What is the correct interpretation of the Maxwell stress tensor? In Griffiths electrodynamics, The maxwell stress tensor is used to determine the net force on the northern hemisphere of a uniformly charged solid sphere of radius R and charge Q. To do this, we solve the integral
$$\vec{F}=\int_S\vec{T}\cdot d\vec{a}$$
where S is the closed surface enclosing the entire northern hemisphere and $\vec{T}$ is the Maxwell stress tensor. The result we get is that $$\vec{F}=\int_S\vec{T}\cdot d\vec{a}=\frac{1}{4\pi \epsilon_o}\frac{3Q^2}{16R^2}\hat{z} \, .$$
This is clearly a non-zero net force in the $\hat{z}$ direction.  Later in the text though, Griffiths goes on to say that $\int_S\vec{T}\cdot d\vec{a}$ represents the "momentum per unit time flowing in through the surface". But if we have already calculated that
$$\vec{F}=\int_S\vec{T}\cdot d\vec{a}=\frac{1}{4\pi \epsilon_o}\frac{3Q^2}{16R^2}\hat{z}$$
in the case of the hemisphere, then that means that a non-zero amount of momentum is flowing in through the surface of the hemisphere at any giving time. But how can this be if we can easily make the assumption that the uniformly charged sphere is static. That is, if we assume that there is some force that is holding the charges together, counteracting their mutual repulsion then the charged sphere remains intact and does not change in time and so its total momentum remains constant. If this is the case, then how can momentum be flowing into the surface enclosing the northern hemisphere? It seems to me like the interpretation of $\vec{F}=\int_S\vec{T}\cdot d\vec{a}$ as the momentum per unit time flowing in through the surface is rendered untenable by this very example? Am I missing something in my interpretation or is griffiths interpretation actually incorrect here?
 A: 
That is, if we assume that there is some force that is holding the charges together, counteracting their mutual repulsion then the charged sphere remains intact and does not change in time and so its total momentum remains constant.

Absolutely correct. The problem lies in the assumption. The Maxwell stress tensor directly derives from the Lorentz force (or in your simplified example, from the Coulomb force) that a charge distribution exerts on itself. And this force would drive the charge distribution apart if no other forces are present, that hold it together. These other forces are, in your example, outside the description of the referenced Maxwell stress tensor. A complete description would also include another stress tensor $\mathbf{T}_2$, that describes the binding forces. In this complete description, the net force over the whole hemisphere would be zero because the configuration is static, and hence, no momentum flux through the surface would occur.
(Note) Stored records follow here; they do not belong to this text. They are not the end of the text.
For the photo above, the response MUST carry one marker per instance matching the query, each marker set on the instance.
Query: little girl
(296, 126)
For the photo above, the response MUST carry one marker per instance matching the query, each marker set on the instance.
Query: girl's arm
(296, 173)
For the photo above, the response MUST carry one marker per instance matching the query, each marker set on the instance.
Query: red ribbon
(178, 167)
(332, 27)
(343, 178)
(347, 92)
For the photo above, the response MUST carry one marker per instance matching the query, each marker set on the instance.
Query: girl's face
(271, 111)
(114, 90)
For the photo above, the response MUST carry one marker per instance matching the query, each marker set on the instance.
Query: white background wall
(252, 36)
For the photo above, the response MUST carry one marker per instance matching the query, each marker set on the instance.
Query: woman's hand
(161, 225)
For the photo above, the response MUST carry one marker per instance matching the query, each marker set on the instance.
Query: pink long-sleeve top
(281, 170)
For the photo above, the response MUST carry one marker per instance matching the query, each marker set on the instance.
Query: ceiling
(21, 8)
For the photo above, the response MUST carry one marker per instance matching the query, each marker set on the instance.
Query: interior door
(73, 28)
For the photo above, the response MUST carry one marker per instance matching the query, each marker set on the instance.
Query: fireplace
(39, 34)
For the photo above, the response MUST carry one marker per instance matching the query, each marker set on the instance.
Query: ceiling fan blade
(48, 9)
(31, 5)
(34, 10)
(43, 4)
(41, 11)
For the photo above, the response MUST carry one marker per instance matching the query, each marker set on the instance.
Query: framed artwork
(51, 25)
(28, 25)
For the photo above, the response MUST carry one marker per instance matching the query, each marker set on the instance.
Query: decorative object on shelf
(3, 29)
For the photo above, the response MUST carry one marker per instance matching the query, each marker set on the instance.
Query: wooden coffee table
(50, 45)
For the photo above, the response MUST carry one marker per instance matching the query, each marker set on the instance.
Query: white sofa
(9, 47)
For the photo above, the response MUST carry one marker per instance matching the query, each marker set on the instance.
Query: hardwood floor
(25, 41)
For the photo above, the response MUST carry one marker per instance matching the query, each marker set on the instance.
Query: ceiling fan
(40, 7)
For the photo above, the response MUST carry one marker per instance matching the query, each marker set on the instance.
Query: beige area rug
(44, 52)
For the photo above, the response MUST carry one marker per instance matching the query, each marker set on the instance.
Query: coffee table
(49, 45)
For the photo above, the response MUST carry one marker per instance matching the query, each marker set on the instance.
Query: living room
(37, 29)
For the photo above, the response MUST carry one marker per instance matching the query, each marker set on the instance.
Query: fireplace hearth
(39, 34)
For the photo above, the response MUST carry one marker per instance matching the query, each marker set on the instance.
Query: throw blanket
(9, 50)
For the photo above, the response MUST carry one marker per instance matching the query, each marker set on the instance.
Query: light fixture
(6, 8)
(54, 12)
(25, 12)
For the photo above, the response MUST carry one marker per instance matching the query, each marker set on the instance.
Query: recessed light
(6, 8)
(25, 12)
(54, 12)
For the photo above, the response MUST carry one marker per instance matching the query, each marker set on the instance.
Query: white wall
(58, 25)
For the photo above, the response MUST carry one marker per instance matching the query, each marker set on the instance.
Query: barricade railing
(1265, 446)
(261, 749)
If you do not know the whole stress tensor, as is the case in your example (unknown contribution of binding forces), it is not valid to consider the given (partial) stress tensor as a representation of net momentum flux.
This can be most lucidly expressed simply by citing Newton's second law (augmented by the superposition principle, "lex quarta"):
$$\frac{d\mathbf{p}}{dt}=\sum_i \mathbf{F}_i$$
If the sum of all forces on the system equals zero, then the momentum of that system is conserved. Nevertheless, nobody keeps you from computing or measuring only $\mathbf{F}_1$, but then you should not label this a momentum change.
For example, you fix a rope to the wall, and then you pull at the rope. The rope doesn't move, but if you erroneously ignore the force that the wall exerts on the rope, and just identify the force you apply to the rope, you get to the false conclusion that the rope were changing momentum.